The ethics of lying, cheating, and stealing with data: A case study

I’ve been following with mild interest the recent news stories on the lawbreaking at the Steven A. Cohen hedge fund, for the silly reason that I gave a paid lecture for them a few years ago. I wasn’t thinking too hard about whether they would be using my wonderful statistical ideas to be more effective at insider trading . . .

Recently Paul Alper sent me an email pointing out that one of the lawbreakers involved is named Gilman—perhaps he’s related to me? Everyone is related to everyone else but I don’t know my relation to this particular guy. I actually have an aunt whose last name is Gilman. Here’s how it happened. A few years after my father was born (but before the birth of his sister), my grandfather changed his name from Gelman to Gilman. The story was that he was tired of people always calling him Gilman so he just changed his name. I’d call that a true commitment to the descriptive approach to linguistics. On the minus side, he gave my father’s older sister Lutheria, middle name Burbank (after the famous agriculturalist). She just always went by Lucy.

Getting back to the hedge fund scandal, Alper writes:

The article is fascinating on many levels: clinical trials, insider trading, failings of the medical profession, pernicious influence of money, need for recognition, mistakes of the elderly.

It does seem like the guy was overpaid. Murray Gell-Mann is probably getting $258,000 a year too, but I think he’s worth it.

10 thoughts on “The ethics of lying, cheating, and stealing with data: A case study

  1. “The University of Michigan, where he was a professor for decades, has erased any trace of him on its Web sites, and is now reviewing its consulting policy for employees, a spokesman said.”

    Yes, pretend he was never here and announce you are reviewing policies. That will surely solve things.

  2. I find it puzzling someone would risk going to prison to increase his yearly income from $258,000 to $358,000. If anything, considering how much money Wall St made off him, Dr. Gilman was underpaid…

    Maybe the excitement and the thrill of being at the center of it all were addictive.

    • Jack:

      My guess is that, at some level, he didn’t believe what he was doing was truly illegal. He may have felt flattered by the idea that he was being paid big money for his medical expertise, just as those guys in “Inside Job” may have felt that their economic advice really was worth all that money.

      • It was not quite clear from the newspaper article (on the first page anyway) what was illegal (my guess is that Gilman had access to results of ongoing clinical trial that were not public).

        And here http://www.ncbi.nlm.nih.gov/pubmed/9420342 it often seemed that many folks in the survey felt that being paid big money for their medical expertise could not possibly affect them in any way and so it was not really anyone’s business.

        • They were his own clinical trials, but he tipped some traders before showing the negative results in public. _As long as his trials are good pieces of scientific work_ (key point, IMHO), I don’t see why an M.D. shouldn’t be allowed to profit from superior knowledge, just like everyody does in Wall Street.

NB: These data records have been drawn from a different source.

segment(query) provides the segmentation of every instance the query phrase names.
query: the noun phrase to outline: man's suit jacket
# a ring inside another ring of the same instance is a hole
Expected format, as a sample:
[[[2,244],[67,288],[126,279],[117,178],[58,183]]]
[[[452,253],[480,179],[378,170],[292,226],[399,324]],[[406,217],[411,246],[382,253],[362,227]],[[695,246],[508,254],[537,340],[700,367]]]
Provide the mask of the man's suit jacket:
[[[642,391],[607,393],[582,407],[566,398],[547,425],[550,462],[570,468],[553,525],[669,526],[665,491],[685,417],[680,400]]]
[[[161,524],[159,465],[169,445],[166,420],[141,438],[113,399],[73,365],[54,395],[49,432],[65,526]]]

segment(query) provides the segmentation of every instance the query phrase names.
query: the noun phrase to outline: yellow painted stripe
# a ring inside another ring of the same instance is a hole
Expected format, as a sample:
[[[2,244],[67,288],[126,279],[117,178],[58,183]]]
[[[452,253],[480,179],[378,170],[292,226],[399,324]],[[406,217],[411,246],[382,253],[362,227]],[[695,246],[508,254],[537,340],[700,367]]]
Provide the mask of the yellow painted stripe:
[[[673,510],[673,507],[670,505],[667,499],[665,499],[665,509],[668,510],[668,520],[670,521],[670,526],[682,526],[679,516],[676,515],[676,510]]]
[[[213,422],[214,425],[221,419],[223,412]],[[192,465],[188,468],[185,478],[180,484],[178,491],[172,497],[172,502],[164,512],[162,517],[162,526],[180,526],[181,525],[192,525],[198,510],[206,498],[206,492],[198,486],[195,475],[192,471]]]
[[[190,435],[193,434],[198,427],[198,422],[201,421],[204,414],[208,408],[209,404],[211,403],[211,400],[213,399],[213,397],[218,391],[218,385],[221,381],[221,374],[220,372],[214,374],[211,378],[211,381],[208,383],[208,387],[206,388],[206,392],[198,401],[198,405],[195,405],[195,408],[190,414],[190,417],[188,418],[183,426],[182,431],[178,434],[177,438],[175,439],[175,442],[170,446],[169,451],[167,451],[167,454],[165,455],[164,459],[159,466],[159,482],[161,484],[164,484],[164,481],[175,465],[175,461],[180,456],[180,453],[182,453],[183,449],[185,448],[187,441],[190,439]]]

        • It’s material inside information (i.e. whether the drug succeeded or failed would have a large effect on the stock price of the company, and the information is not available to the public), and it is abundantly clear that this is illegal. Gosh, I’ve sat through briefings on this topic at every company I ever worked for and it seems inconceivable to me that Gilman didn’t know.

          It’s also true that insider trading is seldom prosecuted and is difficult to prove.

        • The dirty little secret of stock markets is that without noise traders, concerns about information asymmetry dominate and nobody trades. And if you want the noise traders to play, the game can’t be too obviously fixed, can it?

  3. Here’s a weird story: I have my father’s mother’s grandfather’s passport. He was born in 1855 and came to the US in the early 20’s. The name is different. Or rather, the name in the front is a version of the family name we know but the name he signed, the one in his actual handwriting, isn’t even close. The version on the front is Polish and the name the family uses is the Russian version, perhaps because being Russian was more prestigious. But the man’s actual last name is completely different, barely sharing a letter. What the heck happened? His granddaughter, my grandmother, entered this country under the name we know, the Russian one, but …? We’ll never know. So I have this passport in a glass case so I can see it open to the page with his picture and his signature.

    Another example of the unknowable. We have these few statistics but … And this person was as real to my grandmother as my grandmother was to me.

  4. Gelman, Gilman, Gell-Mann, and Gillman (Sid, a pioneering NFL coach who revolutionized the aerial game from 1955 onward):

    http://en.wikipedia.org/wiki/Sid_Gillman

    It’s kind of like my name: I use iSteve and SteveSlr online because it’s asking a lot of people to remember the exact vowels in my last name. Is it Sailor, Saylor, or Seiler? All are about as common as Sailer. Also, I use Steve rather than Steven because that saves people from trying to remember whether it’s Steven or Stephen.